The boiler temp drops to 85c before the heater kicks in, climbs to 103c before it stops heating and about 10 seconds later the residual heat in the element brings the temp up to 110c

Thats a deadband range of 25c, pretty wide and just shows the importance of timing the shot production with the Silvia. These figures were from a fully warmed up for 1 hour machine, I found that when the machine had not been preheated it does not get up to 110c until a few cycles of heating, approx 25 minutes.

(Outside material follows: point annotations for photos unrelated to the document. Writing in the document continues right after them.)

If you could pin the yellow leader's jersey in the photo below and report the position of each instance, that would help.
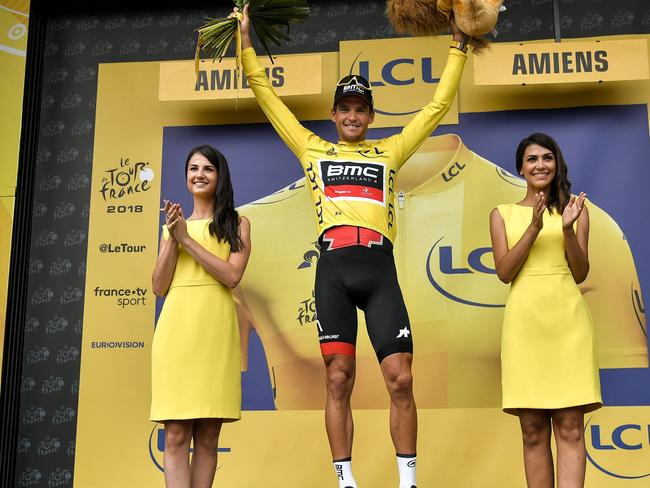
(353, 183)
(444, 196)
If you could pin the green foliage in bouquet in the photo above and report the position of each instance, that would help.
(268, 18)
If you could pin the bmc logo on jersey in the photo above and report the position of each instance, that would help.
(353, 180)
(618, 443)
(465, 276)
(157, 447)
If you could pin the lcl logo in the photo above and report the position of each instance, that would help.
(440, 267)
(396, 72)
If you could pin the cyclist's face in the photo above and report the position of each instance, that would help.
(352, 117)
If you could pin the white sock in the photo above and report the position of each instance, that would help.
(406, 466)
(343, 469)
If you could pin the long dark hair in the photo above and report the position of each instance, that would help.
(560, 190)
(225, 221)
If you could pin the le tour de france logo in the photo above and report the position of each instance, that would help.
(127, 178)
(618, 443)
(157, 448)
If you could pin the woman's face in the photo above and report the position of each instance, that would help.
(538, 167)
(201, 176)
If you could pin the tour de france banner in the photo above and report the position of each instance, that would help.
(13, 45)
(148, 120)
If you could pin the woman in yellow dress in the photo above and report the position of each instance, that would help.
(548, 351)
(196, 380)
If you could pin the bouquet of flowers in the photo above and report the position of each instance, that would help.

With the new thermometer I can check temp at top of boiler cycle and nail the shots, good eh and all for six quid including a thermally conductive fixing pad for the thermocouple which comes ready fitted.

Don


----------



## DonRJ (Apr 3, 2010)

Some more thought on my experiments.

I will be measuring the temperature drop during the brewing cycle and recovery time to full temperature over the next few days.

Don


----------



## BanishInstant (Oct 12, 2009)

Can you measure the temperature coming out of the brewhead? Surely that is the important bit? Is the temperature consistent enough for a shot?


----------



## DonRJ (Apr 3, 2010)

Yes can measure the brewhead temp by moving the thermocouple, will be monitoring temperature over a few runs to check this and consistency as you have mentioned. Need a few samples before coming to a conclusion.


----------